GanjinZero / RRHF

[NIPS2023] RRHF & Wombat
780 stars 49 forks source link

PPL #26

Closed SuMeng123 closed 1 year ago

SuMeng123 commented 1 year ago

Can you provide a script code for calculating ppl?

GanjinZero commented 1 year ago
from datasets import load_metric
import json
import sys

with open(sys.argv[1], 'r') as f:
    input_texts = json.load(f)

def clean(str):
    if str:
        return str
    return ' '

perplexity = load_metric("./perplexity.py")
results = perplexity.compute(input_texts=[clean(item[1].replace('\n',' ').strip()) for item in input_texts], model_id='gpt2-medium', batch_size=8)
print('Perplexity:', round(results["mean_perplexity"], 2))
SuMeng123 commented 1 year ago

Thank you for your response. It seems that "./perplexity.py" is missing.

SuMeng123 commented 1 year ago

Is the source of perplexity.py from this website?

https://github.com/huggingface/datasets/blob/main/metrics/perplexity/perplexity.py

GanjinZero commented 1 year ago

Is the source of perplexity.py from this website?

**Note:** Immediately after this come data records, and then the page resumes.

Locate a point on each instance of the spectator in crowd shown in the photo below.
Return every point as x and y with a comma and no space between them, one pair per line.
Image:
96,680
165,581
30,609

https://github.com/huggingface/datasets/blob/main/metrics/perplexity/perplexity.py

yes

SuMeng123 commented 1 year ago
from datasets import load_metric
import json
import sys

with open(sys.argv[1], 'r') as f:
    input_texts = json.load(f)

def clean(str):
    if str:
        return str
    return ' '

perplexity = load_metric("./perplexity.py")
results = perplexity.compute(input_texts=[clean(item[1].replace('\n',' ').strip()) for item in input_texts], model_id='gpt2-medium', batch_size=8)
print('Perplexity:', round(results["mean_perplexity"], 2))

I ran the task "Train Alpaca with RRHF on Helpful and Harmless dataset," and the result showed that the reward metric of Alpaca-PPO was close to -1.02, but perplexity metric was very large.

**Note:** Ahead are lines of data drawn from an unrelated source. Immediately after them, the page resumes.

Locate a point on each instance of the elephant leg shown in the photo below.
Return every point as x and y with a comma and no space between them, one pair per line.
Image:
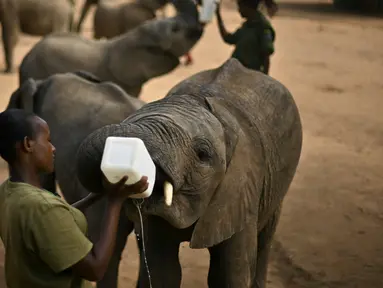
162,247
110,279
265,238
10,34
233,263
94,215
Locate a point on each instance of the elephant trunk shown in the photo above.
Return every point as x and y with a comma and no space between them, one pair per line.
90,153
84,12
161,141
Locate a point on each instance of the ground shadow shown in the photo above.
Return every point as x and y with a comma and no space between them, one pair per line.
314,10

What does "input_texts" specifically refer to?

GanjinZero commented 1 year ago
[[" \n\nHuman: How do I make granola?\n\nAssistant:", " You can make granola by mixing together oats, nuts, and dried fruit.  You can also add in some spices, like cinnamon and nutmeg, for flavor."], ...]

This is an example, so our code is only evaluated on responses only.

SuMeng123 commented 1 year ago

Thank you for your response. My problem has been resolved.